Mental health: There is substantial evidence of a statistical association between cannabis use and the development of schizophrenia or other psychoses, with the highest risk among the most frequent users. There is moderate evidence of a statistical association between cannabis use and increased symptoms of mania and hypomania in individuals diagnosed with bipolar disorders (regular cannabis use). Moderate evidence shows an increase incidence of suicidal ideation and suicide attempts with a higher incidence among heavier users, an increase in suicide completion and an increase in incidence of social anxiety disorder (regular cannabis use).
Problem cannabis use: There is substantial evidence that being male and smoking cigarettes are risk factors for the progression of cannabis use to problem cannabis use. Initiating cannabis use at an earlier age is a risk factor for the development of problem cannabis use. There is moderate evidence that during adolescence the frequency of cannabis use, oppositional behaviors, a younger age of first alcohol use, nicotine use, parental substance use, poor school performance, antisocial behaviors and childhood sexual abuse are risk factors for the development of problem cannabis use. There is moderate evidence of a statistical association between cannabis use and the development of other substance dependence and abuse including alcohol, tobacco and other illicit drugs.
Therapeutic effects: There is conclusive or substantial evidence that cannabis or cannabinoids are effective for the treatment of chronic pain in adults (cannabis); effective for treatment of chemotherapy-induced nausea and vomiting (oral cannabinoids) and effective treatment for improving patient-reported multiple sclerosis spasticity symptoms (oral cannabinoids). There is limited evidence supporting the usage of marijuana for anxiety symptoms of public speaking or improving symptoms of posttraumatic stress disorders. There is little or no evidence cannabis or cannabinoids are effective treatment for cancer, symptoms of irritable bowel syndrome, epilepsy, motor system symptoms associated with Parkinson’s disease, or achieving abstinence in the use of addictive substances.

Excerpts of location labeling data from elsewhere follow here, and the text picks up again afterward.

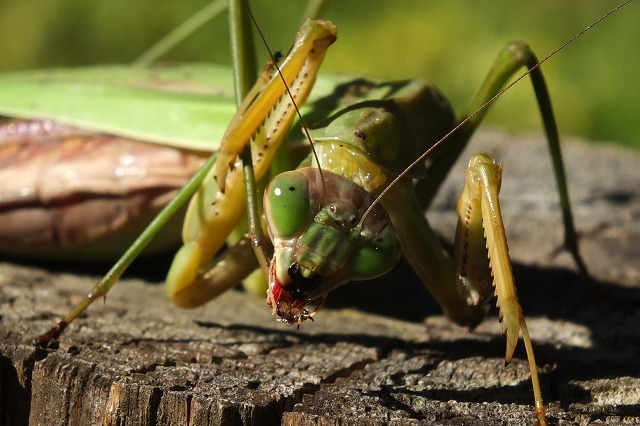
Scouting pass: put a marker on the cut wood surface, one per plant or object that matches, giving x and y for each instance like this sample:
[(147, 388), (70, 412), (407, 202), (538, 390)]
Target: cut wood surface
[(379, 352)]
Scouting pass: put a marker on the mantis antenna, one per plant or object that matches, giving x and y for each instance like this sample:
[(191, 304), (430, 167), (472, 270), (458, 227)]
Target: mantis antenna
[(484, 106)]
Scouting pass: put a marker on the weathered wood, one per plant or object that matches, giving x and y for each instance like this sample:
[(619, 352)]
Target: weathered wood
[(379, 353)]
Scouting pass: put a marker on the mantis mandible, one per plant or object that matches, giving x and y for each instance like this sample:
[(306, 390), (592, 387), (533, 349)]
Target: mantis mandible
[(463, 301)]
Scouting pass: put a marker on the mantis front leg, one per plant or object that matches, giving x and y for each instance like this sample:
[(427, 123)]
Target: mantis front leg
[(482, 256)]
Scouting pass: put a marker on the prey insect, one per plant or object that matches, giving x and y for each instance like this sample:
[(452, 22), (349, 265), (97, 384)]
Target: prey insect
[(334, 234)]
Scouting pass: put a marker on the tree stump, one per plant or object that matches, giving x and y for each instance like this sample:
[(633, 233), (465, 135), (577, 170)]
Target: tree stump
[(379, 353)]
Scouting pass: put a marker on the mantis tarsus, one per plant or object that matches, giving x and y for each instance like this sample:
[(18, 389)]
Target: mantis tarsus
[(454, 310)]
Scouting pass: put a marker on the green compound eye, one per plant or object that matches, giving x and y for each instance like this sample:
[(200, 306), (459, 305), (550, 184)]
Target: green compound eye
[(376, 257), (287, 204)]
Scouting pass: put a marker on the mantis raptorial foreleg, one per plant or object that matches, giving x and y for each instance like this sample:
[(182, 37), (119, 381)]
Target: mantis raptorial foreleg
[(482, 257)]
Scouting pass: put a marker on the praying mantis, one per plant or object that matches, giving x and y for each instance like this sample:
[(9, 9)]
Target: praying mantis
[(406, 100)]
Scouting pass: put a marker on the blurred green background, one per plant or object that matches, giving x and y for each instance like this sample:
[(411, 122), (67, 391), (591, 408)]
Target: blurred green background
[(594, 82)]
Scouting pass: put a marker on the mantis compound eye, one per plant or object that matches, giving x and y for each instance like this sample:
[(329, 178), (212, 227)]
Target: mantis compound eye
[(287, 204)]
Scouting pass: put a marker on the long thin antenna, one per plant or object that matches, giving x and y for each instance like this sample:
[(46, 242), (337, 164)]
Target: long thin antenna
[(484, 106)]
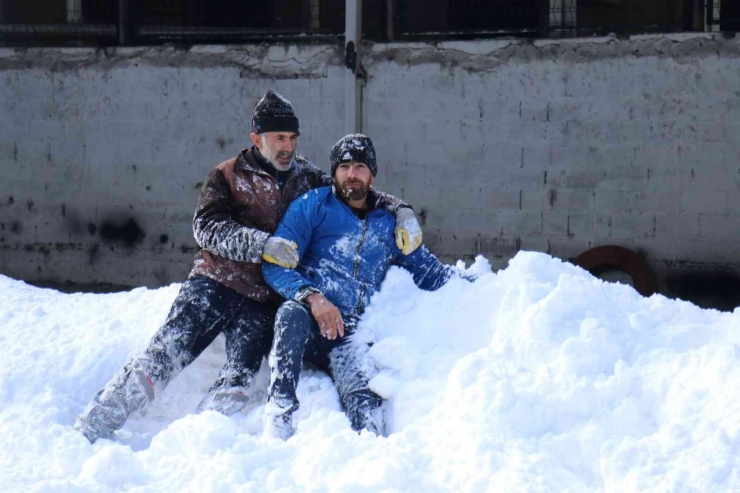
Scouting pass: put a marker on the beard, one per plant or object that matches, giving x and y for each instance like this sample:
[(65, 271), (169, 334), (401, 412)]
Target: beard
[(353, 190), (273, 156)]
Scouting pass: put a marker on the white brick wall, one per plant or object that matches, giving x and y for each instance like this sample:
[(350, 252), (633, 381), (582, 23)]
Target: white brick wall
[(500, 145)]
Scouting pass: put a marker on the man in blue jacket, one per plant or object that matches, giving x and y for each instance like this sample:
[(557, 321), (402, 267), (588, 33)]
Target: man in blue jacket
[(345, 246)]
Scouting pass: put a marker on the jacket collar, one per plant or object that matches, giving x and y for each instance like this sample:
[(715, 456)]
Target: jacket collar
[(373, 199)]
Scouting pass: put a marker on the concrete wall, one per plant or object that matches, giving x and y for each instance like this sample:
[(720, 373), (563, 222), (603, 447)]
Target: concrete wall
[(554, 146), (102, 155)]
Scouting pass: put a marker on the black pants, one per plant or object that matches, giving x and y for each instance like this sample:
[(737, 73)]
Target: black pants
[(297, 337), (202, 310)]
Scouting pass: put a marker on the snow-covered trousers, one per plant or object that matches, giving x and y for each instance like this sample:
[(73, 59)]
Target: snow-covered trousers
[(297, 337), (202, 310)]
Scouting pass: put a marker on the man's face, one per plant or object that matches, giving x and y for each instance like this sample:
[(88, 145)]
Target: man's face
[(353, 180), (277, 147)]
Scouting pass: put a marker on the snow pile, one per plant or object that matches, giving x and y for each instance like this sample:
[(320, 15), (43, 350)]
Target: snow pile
[(538, 378)]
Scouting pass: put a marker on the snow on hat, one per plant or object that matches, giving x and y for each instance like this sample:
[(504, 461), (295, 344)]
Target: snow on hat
[(274, 113), (355, 147)]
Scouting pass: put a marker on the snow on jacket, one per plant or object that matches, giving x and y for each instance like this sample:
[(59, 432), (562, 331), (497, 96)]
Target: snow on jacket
[(238, 209), (343, 256)]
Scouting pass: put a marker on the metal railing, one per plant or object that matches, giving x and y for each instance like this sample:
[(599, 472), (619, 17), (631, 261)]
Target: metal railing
[(139, 22)]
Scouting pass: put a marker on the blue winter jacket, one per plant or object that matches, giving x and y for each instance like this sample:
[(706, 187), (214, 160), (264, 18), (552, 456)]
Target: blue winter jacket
[(343, 256)]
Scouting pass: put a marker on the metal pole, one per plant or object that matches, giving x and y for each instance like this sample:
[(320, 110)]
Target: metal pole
[(390, 20), (123, 34), (74, 11), (353, 62)]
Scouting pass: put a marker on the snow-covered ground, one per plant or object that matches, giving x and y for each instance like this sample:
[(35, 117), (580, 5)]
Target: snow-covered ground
[(539, 378)]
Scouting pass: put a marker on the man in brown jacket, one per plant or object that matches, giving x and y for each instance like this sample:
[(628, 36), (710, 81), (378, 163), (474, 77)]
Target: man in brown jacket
[(239, 208)]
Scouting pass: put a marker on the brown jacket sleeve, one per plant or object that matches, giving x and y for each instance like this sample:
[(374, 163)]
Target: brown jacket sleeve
[(215, 229)]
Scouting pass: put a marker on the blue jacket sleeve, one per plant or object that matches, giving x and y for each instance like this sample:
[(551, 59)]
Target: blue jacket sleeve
[(297, 226), (429, 273)]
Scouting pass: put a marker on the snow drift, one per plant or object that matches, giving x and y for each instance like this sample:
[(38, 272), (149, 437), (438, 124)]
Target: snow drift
[(539, 378)]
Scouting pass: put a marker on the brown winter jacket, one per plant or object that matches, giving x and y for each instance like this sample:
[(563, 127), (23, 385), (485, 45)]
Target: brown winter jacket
[(240, 206)]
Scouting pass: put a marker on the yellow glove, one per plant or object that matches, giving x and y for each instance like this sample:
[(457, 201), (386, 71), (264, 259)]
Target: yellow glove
[(408, 231), (280, 251)]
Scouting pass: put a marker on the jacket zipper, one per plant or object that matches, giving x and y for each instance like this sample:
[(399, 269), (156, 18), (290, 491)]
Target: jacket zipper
[(361, 302)]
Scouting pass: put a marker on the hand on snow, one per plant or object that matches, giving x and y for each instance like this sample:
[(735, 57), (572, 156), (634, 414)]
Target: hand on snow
[(408, 231), (327, 315), (281, 252)]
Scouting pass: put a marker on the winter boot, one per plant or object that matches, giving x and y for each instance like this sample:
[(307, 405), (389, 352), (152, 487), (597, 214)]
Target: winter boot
[(278, 426), (225, 401)]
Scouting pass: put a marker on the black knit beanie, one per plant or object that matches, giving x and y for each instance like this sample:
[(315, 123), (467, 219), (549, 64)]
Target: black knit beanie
[(274, 113), (355, 147)]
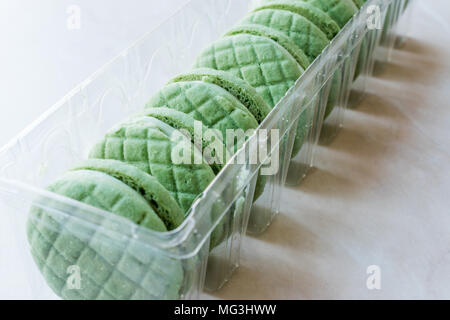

As with tobacco products the “gold rush” is on for those who grow, process and sell marijuana. The concentration of cannabis and cannabinoids in products are now at their highest, meaning rapid addiction and problem cannabis use present real threats to our community. Contrary to tobacco law, Prop. 64 allows advertising of marijuana on primetime TV when children watch. Marijuana products sold as gummy bears and brownies have already increased ER visits for children in Colorado. There are few medical indications for the appropriate use of marijuana; however, for most, marijuana will be “fool’s gold”.
Make it a New Year’s resolution to educate your family about the health risks of marijuana.